DS can usually get away with one pair of sandals for the summer, since he wears shorts and t-shirts every day, but for DD I like to have a pair of casual sandals and a pair of dressier sandals. Last year I tried to get away with cheap shoes for the dressy option, but she only wore them once because they hurt her.


----------



## Marsupialmom (Sep 28, 2003)

I think it depends on HOW many shoes she has and were she is in growing. If this is a primary pair I would spend 50ish for quality. If she is wearing these shoes 4 - 6 months.

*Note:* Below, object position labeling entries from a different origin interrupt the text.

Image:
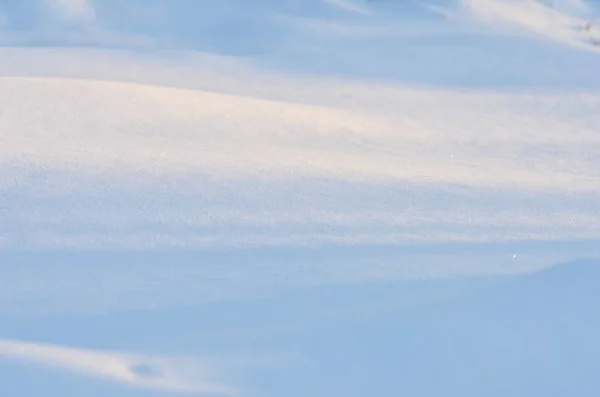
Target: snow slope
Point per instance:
(221, 197)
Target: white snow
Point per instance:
(165, 164)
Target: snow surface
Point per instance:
(299, 197)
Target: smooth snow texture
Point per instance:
(155, 373)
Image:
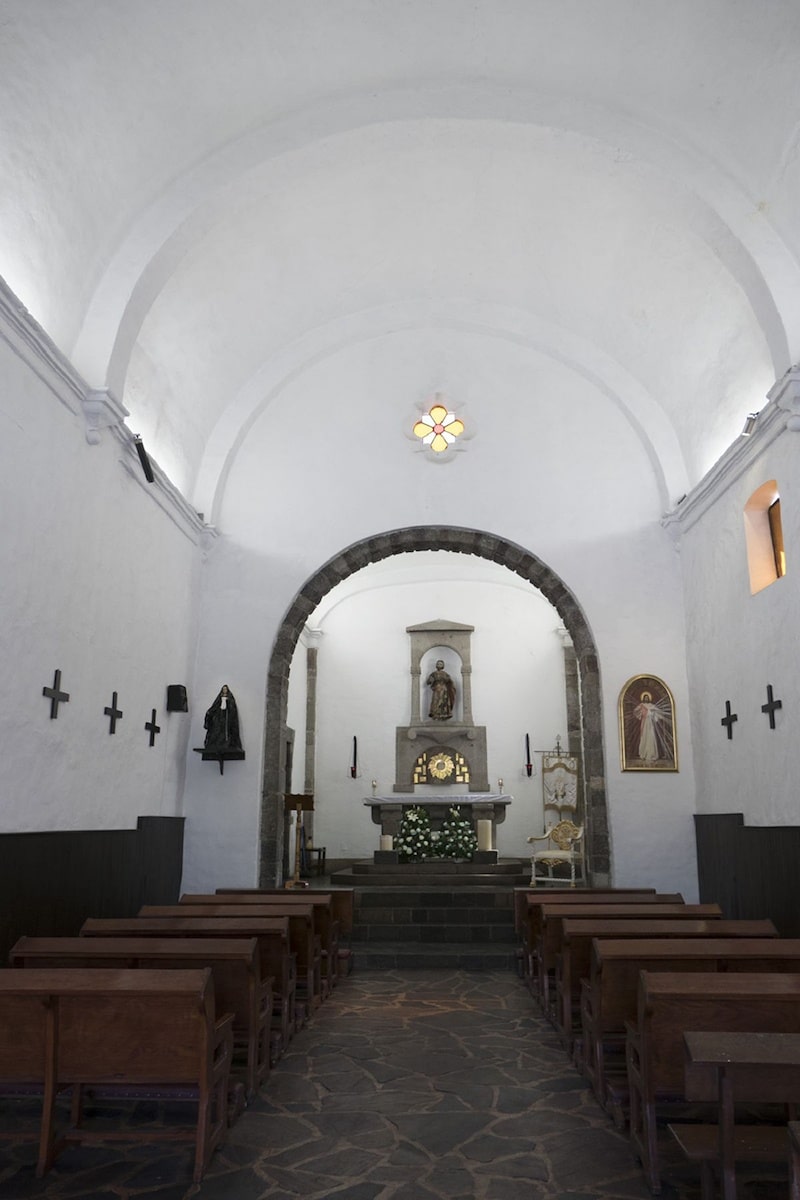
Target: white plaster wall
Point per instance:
(559, 472)
(97, 581)
(738, 643)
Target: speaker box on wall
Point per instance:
(176, 699)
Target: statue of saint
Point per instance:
(443, 694)
(222, 724)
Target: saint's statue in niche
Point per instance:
(222, 724)
(443, 694)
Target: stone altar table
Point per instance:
(388, 810)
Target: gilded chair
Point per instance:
(563, 845)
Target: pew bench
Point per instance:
(611, 995)
(326, 927)
(530, 915)
(238, 983)
(304, 941)
(342, 906)
(551, 940)
(673, 1005)
(276, 960)
(575, 961)
(726, 1069)
(103, 1030)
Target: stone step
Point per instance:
(453, 957)
(506, 874)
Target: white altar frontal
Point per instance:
(388, 810)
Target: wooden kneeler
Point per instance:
(299, 803)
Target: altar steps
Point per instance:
(509, 873)
(464, 928)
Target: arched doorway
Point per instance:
(459, 541)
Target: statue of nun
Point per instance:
(222, 724)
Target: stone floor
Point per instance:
(422, 1085)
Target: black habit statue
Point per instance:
(222, 724)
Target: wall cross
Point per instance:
(55, 695)
(114, 713)
(771, 705)
(728, 719)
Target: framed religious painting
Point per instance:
(647, 725)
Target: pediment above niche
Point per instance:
(440, 627)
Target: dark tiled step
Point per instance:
(400, 955)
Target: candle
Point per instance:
(485, 835)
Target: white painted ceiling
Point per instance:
(198, 198)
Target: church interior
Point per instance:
(344, 339)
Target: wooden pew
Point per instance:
(275, 954)
(343, 907)
(552, 931)
(577, 934)
(531, 919)
(325, 924)
(726, 1069)
(557, 893)
(672, 1005)
(609, 997)
(304, 941)
(234, 963)
(103, 1031)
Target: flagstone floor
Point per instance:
(420, 1085)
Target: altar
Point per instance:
(388, 810)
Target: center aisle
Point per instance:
(427, 1085)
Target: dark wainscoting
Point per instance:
(750, 870)
(50, 882)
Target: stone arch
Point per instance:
(459, 541)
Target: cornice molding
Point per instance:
(29, 341)
(739, 457)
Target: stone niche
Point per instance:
(435, 756)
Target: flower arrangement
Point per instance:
(458, 839)
(415, 838)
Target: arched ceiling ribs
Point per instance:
(620, 389)
(714, 204)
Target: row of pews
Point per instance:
(192, 1001)
(663, 1005)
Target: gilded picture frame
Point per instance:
(648, 738)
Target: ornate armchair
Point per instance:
(563, 845)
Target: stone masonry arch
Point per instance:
(459, 541)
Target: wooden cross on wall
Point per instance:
(728, 719)
(771, 705)
(114, 713)
(55, 695)
(152, 727)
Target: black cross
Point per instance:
(55, 695)
(154, 729)
(728, 719)
(114, 713)
(771, 705)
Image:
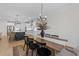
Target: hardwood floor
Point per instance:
(6, 47)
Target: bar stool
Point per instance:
(31, 45)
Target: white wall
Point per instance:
(65, 22)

I would encourage Payless. We have gotten a lot of good shoes there. When they were little they out grew them 3 months or so. Or they got so dirty they needed to be replace.


----------



## nextcommercial (Nov 8, 2005)

Every spring, I bought my dd elephanten shoes from the kid's shoe store. I paid about $45 for them, back in the mid 90s.


----------



## jeanine123 (Jan 7, 2005)

I spend around $50 to $60 for sandals for the kids. They are their primary shoes for at least 6 months of the year so they definitely get a lot of wear out of them. Heck, they both practically wore out the soles of their sandals last year, that's how much use they got out of them. I'd rather spend more on a really good pair of sandals or shoes and have them last the entire season (assuming growth spurts cooperate, which they have so far) than buy multiple pairs of less expensive shoes. Stride Right's buy one get one half off sales are great for this.


----------



## LuckyMommaToo (Aug 14, 2003)

I definitely spend $50 on sandals. But we live in L.A., and my kids wear them for six months. Generally speaking, DS only has two pairs of shoes at any one time (other than, say, baseball cleats). So I'm happy to spring for Keens or Tevas or Geox b/c I know they'll last all season.

-e

p.s. For DD, who is a shoe hound, I've had decent luck at Nordstrom Rack. She wants at least one pair of sparkly, pretty sandals and then needs more practical ones as well.


----------



## ellemenope (Jul 11, 2009)

I just saw Keen sandals at the Nordstrom outlet for 19.99. They were a half size too small for DD though.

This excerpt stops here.